C’est ce qui permet aujourd’hui à un musicien de percevoir une rémunération lorsque son morceau est joué sur une radio à l’autre bout du monde. La France a conservé le leadership de cette gestion collective. Elle a encore été la première à œuvrer pour la directive européenne sur les droits d’auteur puis à la transposer, et obtenir des plates-formes la rémunération des extraits d’articles de presse. Sa puissance culturelle lui permet de battre le fer de l’IAG tant que le débat américain est chaud.
Rémunération proportionnelle
Une solution simple serait d’étendre le principe appliqué aux discothèques, qui consiste à prélever un pourcentage de leur chiffre d’affaires pour le reverser aux musiciens. Il suffirait de définir le taux équitable de la redevance à appliquer aux IAG et le reverser aux auteurs. L’économiste Ernst Fehr évalue par exemple à 14 % la valeur qu’apportent les agences de presse à Google Search, précurseur de l’IAG. Pour prendre une comparaison plus établie, le taux de 15 % est celui que retiennent les pays producteurs de pétrole sur le prix du baril.

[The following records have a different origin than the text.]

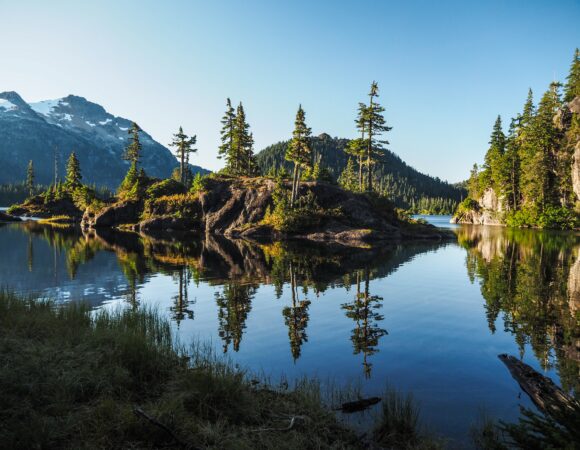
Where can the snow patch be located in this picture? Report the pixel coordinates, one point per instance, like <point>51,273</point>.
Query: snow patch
<point>6,105</point>
<point>45,107</point>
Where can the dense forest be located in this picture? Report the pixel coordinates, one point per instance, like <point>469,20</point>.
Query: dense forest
<point>529,175</point>
<point>405,186</point>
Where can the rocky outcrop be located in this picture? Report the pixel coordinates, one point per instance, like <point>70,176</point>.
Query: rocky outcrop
<point>237,208</point>
<point>114,215</point>
<point>487,211</point>
<point>8,218</point>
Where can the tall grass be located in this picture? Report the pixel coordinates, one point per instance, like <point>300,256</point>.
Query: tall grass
<point>71,378</point>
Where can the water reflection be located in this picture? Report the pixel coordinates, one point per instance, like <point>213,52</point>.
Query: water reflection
<point>530,280</point>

On a suffisamment dit que les propriétés intellectuelles étaient le pétrole du XXIe siècle pour ne pas s’en inspirer ! Pour être équitable, la répartition de cette collecte nécessite un mécanisme spécifique aux IAG. Une œuvre peut en effet être indispensable à une IAG alors que son exploitation directe est médiocre. Les eurodéputés ont déjà décidé que les IAG devront publier un « résumé détaillé de l’utilisation » des œuvres primaires. Il ne reste plus qu’à préciser le contenu de ce résumé.
Les technologies de la blockchain et les nouvelles normes des métadonnées permettent d’authentifier les propriétés et de mesurer leur utilité relative. C’est tout ce qu’il faut à ce contenu pour permettre la rémunération proportionnelle des auteurs. Leurs propriétés deviendront aussi liquides que l’est devenu l’argent au XIXe siècle, et la trajectoire de l’IAG se redressera enfin vers un avenir plus désirable.